Write all positive integers in the form k(n) squared, where n squared is the largest perfect square dividing n, so k is not a perfect square. Obviously, we can let our permutation be $1,2,\dots ,n$; this is acceptable, as $na_n=n^2$ in this sequence.

Lemma 1: We can permute any numbers which, when divided by the largest perfect square that divides them, yield equal quantites, the quanity "k" in this example.
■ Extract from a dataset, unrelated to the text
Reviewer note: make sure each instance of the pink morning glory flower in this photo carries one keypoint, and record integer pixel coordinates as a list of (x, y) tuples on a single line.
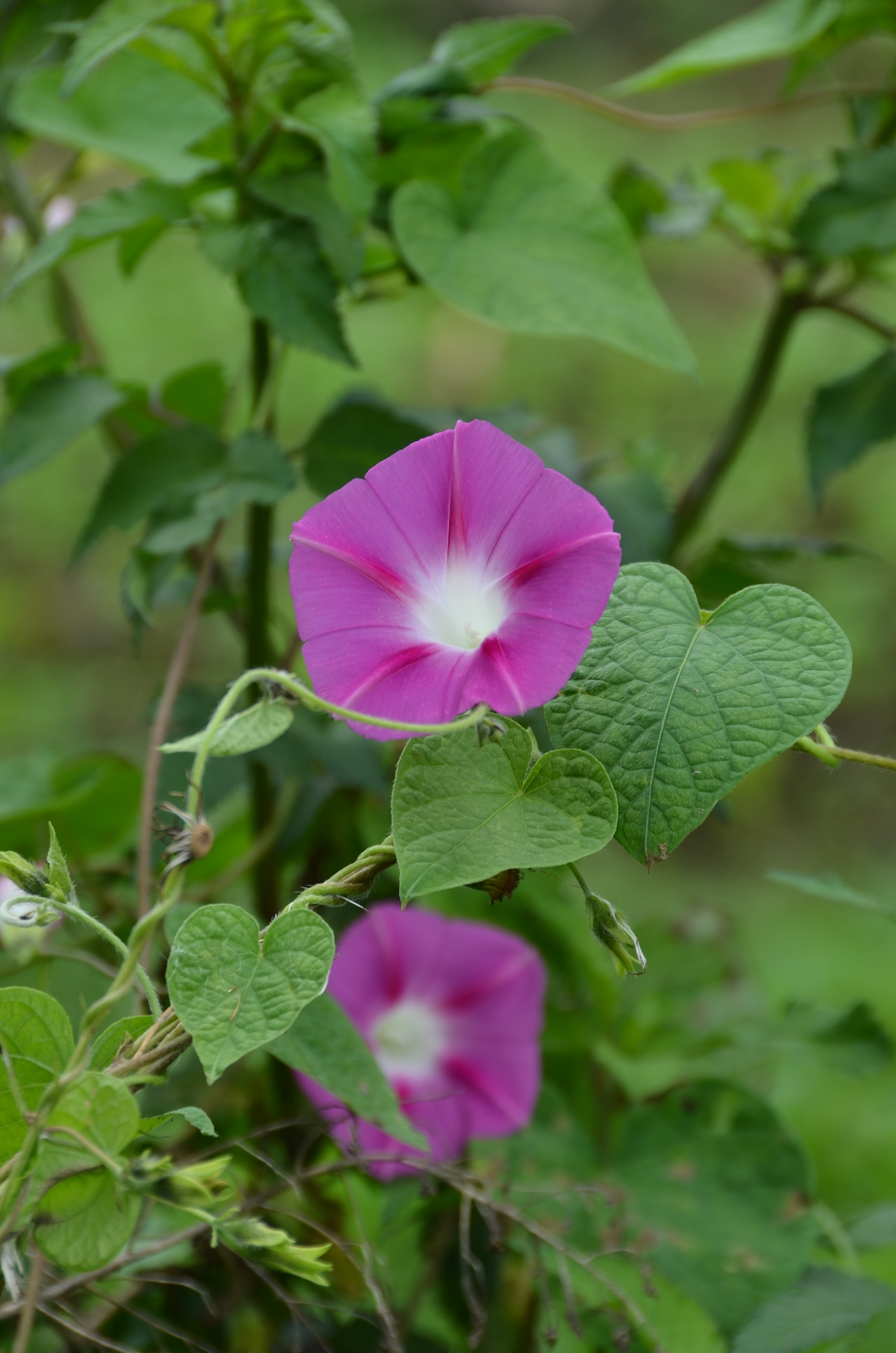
[(459, 570), (452, 1013)]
We can obviously permute two numbers which have the same "$k$," the term multiplied by n squared, as if k(w) squared times m is a perfect square and so is k(j) squared times q, then km and kq are perfect squares as are k(j) squared times m and similarly, k(w) squared times q is a perfect square. This proves that we can permute any two, and thus any numbers with the same "$k$".

END LEMMA

Lemma 2: We will prove the connverse of Lemma 1: Let one number, $f$ have a k-value of $\alpha$ and another, $g$, have a k-value of $\beta$. $\alpha f$ and $\beta g$ are both perfect squares.

$\alpha f$ and $\beta g$ are both perfect squares, so if $\alpha g$ to be a perfect square and $g\ge f$, $\frac{g}{f}$ must be a perfect square, too. Thus, $g$ is $f$ times a square, but $g$ cannot divide any squares besides 1, so $g=f$. Similarly, if $f\ge g$, then $f=g$ for our rules to keep working.

END LEMMA

Lemma 3: Getting to the answer

We can permute $l$ numbers with the same $k$ in $l!$ ways. We must have at least 67 numbers with a certain "$k$" so our product wil be divisible by 67. Obviously, then it will be divisible by 2, 3, and 5, and thus 2010, as well. Obviously, 67 squared is the smallest such number so that we can get a 67! term; here 67 k terms are "1." To get 67 $k$ terms as $f$, in general, we need numbers all the way up to f(67) squared. Thus we need the integers $1, 4, \dots , 67^2$, so $67^2=4489$ is the answer.

END LEMMA

Q.E.D.

Note: We can write $P(n)=\prod_{1\le i\le n,\, i\text{ squarefree}}{\left\lfloor\sqrt{n/i}\right\rfloor!}$.

The smallest $n$ such that for some $i$ the factorial is divisible by 67 is when $n=67^2, i=67$.